In the past 4 years I've finished two masters degrees, started a new job, and got my principal certification.  Just the other day I got my diploma in the mail, so I guess its official.  Spent the weekend with an eerie feeling that I was forgetting something, but realized it's just that there's no homework hanging over my head.  Kinda strange.

So the question now is, what to do next?  Do I just take it easy and concentrate on doing my job and hanging with the fam? Those aren't bad things, and they sound really nice right now, actually.  The thing is, if I'm not moving I'm just standing still and I don't know that's my style.  Even when I was teaching, I was always mixing it up.  Taking on new classes, writing pilot courses, starting a 9th grade team, being department head, working on curriculum - every year it seemed like there was a new professional challenge.  The plus side was that I love trying to do new things and improve; the down side was that I got a bit tired and burned out.  But then I got a new job, started back to school - see a pattern here?

The calm and wise part of my brain says I should kick back and just concentrate on doing my job to the best of my ability.  It's really the first year I can focus only on it. So can I do it??  I am looking forward to being able to teach some professional development classes, which I haven't really done the last year and a half.  I love team teaching with my work partner, and it's always challenging but fun and rejuvenating. I could just focus on that, right?

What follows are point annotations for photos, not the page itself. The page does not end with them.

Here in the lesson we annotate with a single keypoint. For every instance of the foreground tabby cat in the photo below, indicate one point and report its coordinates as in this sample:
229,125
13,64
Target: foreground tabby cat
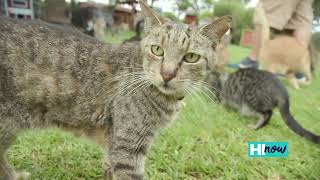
49,76
256,93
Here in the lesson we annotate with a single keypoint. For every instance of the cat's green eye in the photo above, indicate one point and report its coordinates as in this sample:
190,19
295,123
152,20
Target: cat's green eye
157,50
191,58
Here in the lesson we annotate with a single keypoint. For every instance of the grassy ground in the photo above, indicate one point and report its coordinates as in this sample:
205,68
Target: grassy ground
205,142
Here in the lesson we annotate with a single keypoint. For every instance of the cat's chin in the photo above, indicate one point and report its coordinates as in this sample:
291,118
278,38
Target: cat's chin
170,91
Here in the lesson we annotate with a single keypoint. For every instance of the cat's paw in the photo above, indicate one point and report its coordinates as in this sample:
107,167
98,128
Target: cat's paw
21,175
253,126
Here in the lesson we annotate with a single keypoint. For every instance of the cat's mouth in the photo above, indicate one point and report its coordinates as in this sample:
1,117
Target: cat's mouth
167,88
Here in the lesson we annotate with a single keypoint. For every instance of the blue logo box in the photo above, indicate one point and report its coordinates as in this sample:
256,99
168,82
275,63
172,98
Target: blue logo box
268,149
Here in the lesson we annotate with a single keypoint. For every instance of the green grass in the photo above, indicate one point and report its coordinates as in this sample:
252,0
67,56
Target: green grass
205,142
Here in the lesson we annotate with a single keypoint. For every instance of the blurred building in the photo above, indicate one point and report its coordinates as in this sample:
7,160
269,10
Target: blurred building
19,9
55,11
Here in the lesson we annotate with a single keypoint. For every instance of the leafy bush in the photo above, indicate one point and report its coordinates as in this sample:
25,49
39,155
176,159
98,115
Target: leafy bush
171,16
242,16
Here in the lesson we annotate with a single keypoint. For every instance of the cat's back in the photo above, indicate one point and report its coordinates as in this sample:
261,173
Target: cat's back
251,80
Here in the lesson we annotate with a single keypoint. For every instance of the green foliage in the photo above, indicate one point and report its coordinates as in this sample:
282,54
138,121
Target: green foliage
316,40
196,5
205,14
171,16
242,17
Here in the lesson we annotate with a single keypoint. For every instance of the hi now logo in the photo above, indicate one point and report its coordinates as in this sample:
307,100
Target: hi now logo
268,149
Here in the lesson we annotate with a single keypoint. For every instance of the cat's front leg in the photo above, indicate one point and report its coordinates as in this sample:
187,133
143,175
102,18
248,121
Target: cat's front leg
130,141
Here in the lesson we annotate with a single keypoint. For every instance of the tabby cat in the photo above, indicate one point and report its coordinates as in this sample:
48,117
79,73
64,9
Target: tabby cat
50,76
256,93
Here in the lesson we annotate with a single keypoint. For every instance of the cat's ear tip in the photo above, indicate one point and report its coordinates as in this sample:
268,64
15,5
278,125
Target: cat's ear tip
228,18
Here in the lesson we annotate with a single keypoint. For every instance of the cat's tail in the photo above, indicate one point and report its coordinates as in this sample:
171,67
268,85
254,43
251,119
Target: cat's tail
294,125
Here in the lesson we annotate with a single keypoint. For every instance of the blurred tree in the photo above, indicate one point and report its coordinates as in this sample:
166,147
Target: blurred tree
242,16
316,9
196,5
171,16
37,6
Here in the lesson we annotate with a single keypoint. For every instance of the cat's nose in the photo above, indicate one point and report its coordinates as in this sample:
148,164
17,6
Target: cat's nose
168,75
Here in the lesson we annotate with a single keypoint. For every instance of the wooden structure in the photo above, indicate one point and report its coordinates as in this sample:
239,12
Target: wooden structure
19,9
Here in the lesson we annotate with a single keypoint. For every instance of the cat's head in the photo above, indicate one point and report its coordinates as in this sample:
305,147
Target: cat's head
176,57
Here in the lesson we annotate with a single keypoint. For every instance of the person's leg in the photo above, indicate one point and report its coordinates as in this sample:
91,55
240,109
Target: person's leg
301,24
260,25
268,13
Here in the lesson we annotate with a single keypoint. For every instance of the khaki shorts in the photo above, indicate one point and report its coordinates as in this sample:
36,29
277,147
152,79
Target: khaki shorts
287,14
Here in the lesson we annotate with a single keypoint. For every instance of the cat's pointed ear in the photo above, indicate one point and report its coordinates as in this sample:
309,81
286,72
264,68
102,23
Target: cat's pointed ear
151,19
217,28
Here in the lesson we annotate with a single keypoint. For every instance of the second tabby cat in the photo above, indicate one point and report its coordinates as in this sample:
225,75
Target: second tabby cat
256,93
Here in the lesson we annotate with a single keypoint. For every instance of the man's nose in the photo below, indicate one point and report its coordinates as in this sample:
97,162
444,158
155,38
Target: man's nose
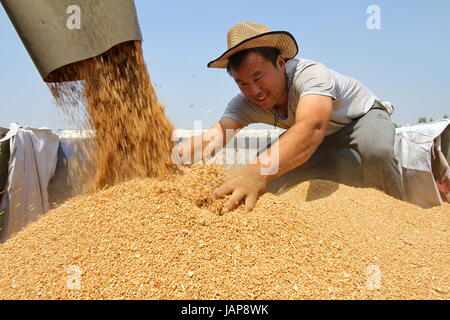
255,90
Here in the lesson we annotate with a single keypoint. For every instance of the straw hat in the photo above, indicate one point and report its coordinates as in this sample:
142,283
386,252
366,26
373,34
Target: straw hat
247,35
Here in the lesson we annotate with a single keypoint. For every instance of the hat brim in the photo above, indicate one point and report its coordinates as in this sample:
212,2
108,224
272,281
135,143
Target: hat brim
282,40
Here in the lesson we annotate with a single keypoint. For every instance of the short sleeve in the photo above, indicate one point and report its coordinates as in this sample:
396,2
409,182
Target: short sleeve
314,78
241,111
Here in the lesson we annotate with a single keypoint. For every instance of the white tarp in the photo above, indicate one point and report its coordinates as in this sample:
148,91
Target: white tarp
416,147
31,166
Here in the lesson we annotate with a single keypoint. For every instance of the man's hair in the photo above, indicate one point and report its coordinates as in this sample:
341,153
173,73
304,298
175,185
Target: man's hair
269,53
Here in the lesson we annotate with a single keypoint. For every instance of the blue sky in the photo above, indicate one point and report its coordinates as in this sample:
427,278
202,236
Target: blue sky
407,62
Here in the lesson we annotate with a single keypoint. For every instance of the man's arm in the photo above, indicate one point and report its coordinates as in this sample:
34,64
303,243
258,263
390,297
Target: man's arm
209,143
295,147
299,143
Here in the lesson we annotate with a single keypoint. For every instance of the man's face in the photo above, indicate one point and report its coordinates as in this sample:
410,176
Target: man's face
260,81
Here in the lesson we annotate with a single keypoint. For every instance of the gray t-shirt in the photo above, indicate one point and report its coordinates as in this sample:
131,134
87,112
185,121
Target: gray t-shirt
351,99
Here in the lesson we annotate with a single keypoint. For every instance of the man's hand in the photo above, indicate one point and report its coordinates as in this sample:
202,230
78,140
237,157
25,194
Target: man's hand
244,184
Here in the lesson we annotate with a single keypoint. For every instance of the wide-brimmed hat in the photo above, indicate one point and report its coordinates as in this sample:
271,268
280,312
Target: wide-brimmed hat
247,35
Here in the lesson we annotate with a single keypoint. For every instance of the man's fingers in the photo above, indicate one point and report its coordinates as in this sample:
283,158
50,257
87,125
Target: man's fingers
235,200
250,202
222,191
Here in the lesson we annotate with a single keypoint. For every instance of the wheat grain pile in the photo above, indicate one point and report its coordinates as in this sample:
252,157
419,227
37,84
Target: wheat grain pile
162,239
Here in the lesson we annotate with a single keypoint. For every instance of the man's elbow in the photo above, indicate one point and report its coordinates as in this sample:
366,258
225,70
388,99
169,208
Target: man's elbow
315,130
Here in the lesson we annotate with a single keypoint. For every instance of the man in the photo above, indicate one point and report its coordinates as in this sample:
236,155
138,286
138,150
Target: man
320,108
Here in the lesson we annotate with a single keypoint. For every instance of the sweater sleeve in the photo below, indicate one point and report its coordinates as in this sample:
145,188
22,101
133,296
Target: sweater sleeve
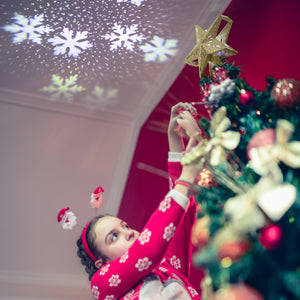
117,277
180,249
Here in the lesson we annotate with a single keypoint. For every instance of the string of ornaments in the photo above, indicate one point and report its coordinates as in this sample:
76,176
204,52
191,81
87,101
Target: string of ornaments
249,216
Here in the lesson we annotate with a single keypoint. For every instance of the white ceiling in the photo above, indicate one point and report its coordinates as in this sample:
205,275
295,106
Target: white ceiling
56,150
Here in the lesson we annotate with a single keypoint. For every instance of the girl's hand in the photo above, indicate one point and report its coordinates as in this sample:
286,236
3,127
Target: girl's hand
188,123
176,112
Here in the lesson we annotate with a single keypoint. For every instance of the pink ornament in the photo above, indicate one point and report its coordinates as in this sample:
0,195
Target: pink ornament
271,236
262,138
97,197
246,97
220,74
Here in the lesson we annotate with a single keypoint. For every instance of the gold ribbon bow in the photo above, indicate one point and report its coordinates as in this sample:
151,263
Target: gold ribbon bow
264,160
220,140
211,46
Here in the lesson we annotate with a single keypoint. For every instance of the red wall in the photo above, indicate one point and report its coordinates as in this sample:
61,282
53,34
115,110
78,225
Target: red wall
266,35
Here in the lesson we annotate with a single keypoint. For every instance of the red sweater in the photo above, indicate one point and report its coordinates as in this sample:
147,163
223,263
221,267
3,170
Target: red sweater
161,252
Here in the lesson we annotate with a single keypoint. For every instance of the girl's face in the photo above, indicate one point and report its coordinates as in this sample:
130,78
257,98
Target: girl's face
113,237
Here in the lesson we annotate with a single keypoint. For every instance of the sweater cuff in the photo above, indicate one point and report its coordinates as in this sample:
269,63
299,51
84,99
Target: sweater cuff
175,156
181,199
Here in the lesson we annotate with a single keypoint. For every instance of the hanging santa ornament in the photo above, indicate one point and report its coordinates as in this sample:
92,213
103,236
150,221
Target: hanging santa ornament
271,236
205,178
66,218
97,197
246,97
286,93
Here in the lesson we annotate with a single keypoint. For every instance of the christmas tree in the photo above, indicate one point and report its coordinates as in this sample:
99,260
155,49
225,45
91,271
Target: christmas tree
248,224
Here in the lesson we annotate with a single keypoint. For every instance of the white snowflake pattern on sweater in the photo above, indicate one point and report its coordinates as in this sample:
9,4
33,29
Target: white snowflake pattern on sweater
175,262
165,204
169,232
114,280
145,236
143,264
95,292
124,257
104,269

I suggested to Bob that I start a doctorate in literature, as I'd like to become an expert on symbols and archetypes in Stephen King books.  He just laughed and said I need to win the lottery first.

In the meantime, I guess I'll ponder and enjoy reading books that aren't about education.  Reading some  mysteries and have added a few authors to my book list, which is pretty long. I'll enjoy my new kitchen and do some cooking, clean my house before my mother in law comes to visit.

But as much as I love all that, I've really, really enjoyed being a student again, learning "stuff" and thinking and reflecting.  I'm sure I'll find something else.  Just not sure what.